La campagne n'est vraiment la campagne que lorsqu'elle est peuplée de tigres, concluait Moindre, la nuit n'est vraiment la nuit que lorsque les tigres la hantent, l'homme n'est vraiment un homme que dans le voisinage du tigre. Il s'agit en apparence d'un jeu consistant à tenter d'étayer logiquement ce paradoxe: la sauvagerie garantit la civilisation. Mais l'opposition apparaît plus radicale dans le dernier paragraphe de la citation: le tigre dévorateur fonde chaque chose dans son être. Moindre échoue, ou plutôt réussit trop bien. Le fauve s'acclimate si bien qu'il s'apprivoise, la grande angoisse, comme dirait Laforgue, tourne au chagrin domestique: le tigre, finalement, rend service aux veuves, «c'est une présence qui ronronne comme un poêle et dégage aussi bien une chaleur suffisante pour affronter les petits froids». Le tigre de L'Œuvre posthume est un avatar de la mort dans Le Démarcheur, laquelle n'est elle-même qu'une incarnation du rien. Le vide, la mort ou le tigre sont les conditions d'apparition de la singularité. Rien détruit et fait être. En profondeur, Quelque chose et Rien sont une seule et même réalité, de leur étreinte conflictuelle naît l'Être. Naissance unique, qui a toujours eu lieu, éternellement originelle, en laquelle s'accordent le commun sans contenu (Rien) et l’infiniment particulier (Quelque chose, cette chose-ci, qui n'en est aucune autre).

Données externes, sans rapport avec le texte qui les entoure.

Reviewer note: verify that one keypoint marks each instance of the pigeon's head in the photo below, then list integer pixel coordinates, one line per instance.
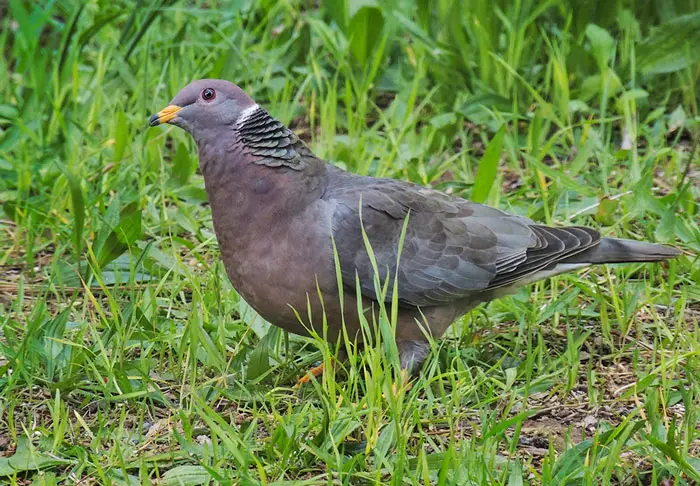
(205, 105)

L'homme est celui par qui peut avoir lieu cette naissance. Mais il préfère ne pas le savoir. Demeurer dans l'entre-deux. Dans l'idéal il faudrait ne pas être, tels que nous sommes, un peu matière, un peu esprit, l'un ne cessant de compromettre l'autre. Dans l'idéal, il s'agirait d'être à la fois infiniment conscient (donc absolument rien) et mort (donc une chose, mais une chose proche du rien), comme si c'était la même chose, exactement, qu'être conscient et mort. Mort de conscience, conscient de mort, comme ce personnage qui se demande (situation connue): «suis-je mort ou vivant?»
S'il est mort et qu'il en a conscience, alors il s'étonne de ne pas souffrir. Avoir conscience de soi, c'est avoir mal […]. D’autre part, s’il vivait, il éprouverait aussi une douleur quelconque, on l'a vu, un picotement, un peu froid, un peu faim, vaguement besoin de pisser. Ses conclusions sont extravagantes, ne va-t-il pas jusqu'à supposer un moyen terme entre la vie et la mort, une sorte de cocon létal semblable à celui que l'araignée sur deux pattes tricote pour la mouche, où s'accomplirait la métamorphose en cadavre, où la conscience n'émanerait plus de la souffrance comme d'habitude mais de son absence et se confondrait avec la surprise que cette absence provoque!
Dans l'expérience réelle, cette union, loin d'apparaître fulgurante, violemment contradictoire, se fait sur le mode du tiède et du répétitif: chaque chose entretient à petit feu le néant qui l'habite. Le tigre ronronne au coin du feu. Ma mort même, l'expérience la plus intense, la plus unique du fait que je suis (donc que je puis ne pas être) se débite fatalement au quotidien: Mourir m'enrhume. Ce titre inaugural contient déjà l'œuvre entière. La proximité de la mort continue à susciter ces petites souffrances qui font la conscience, c'est-à-dire la mort impossible: deuil du deuil.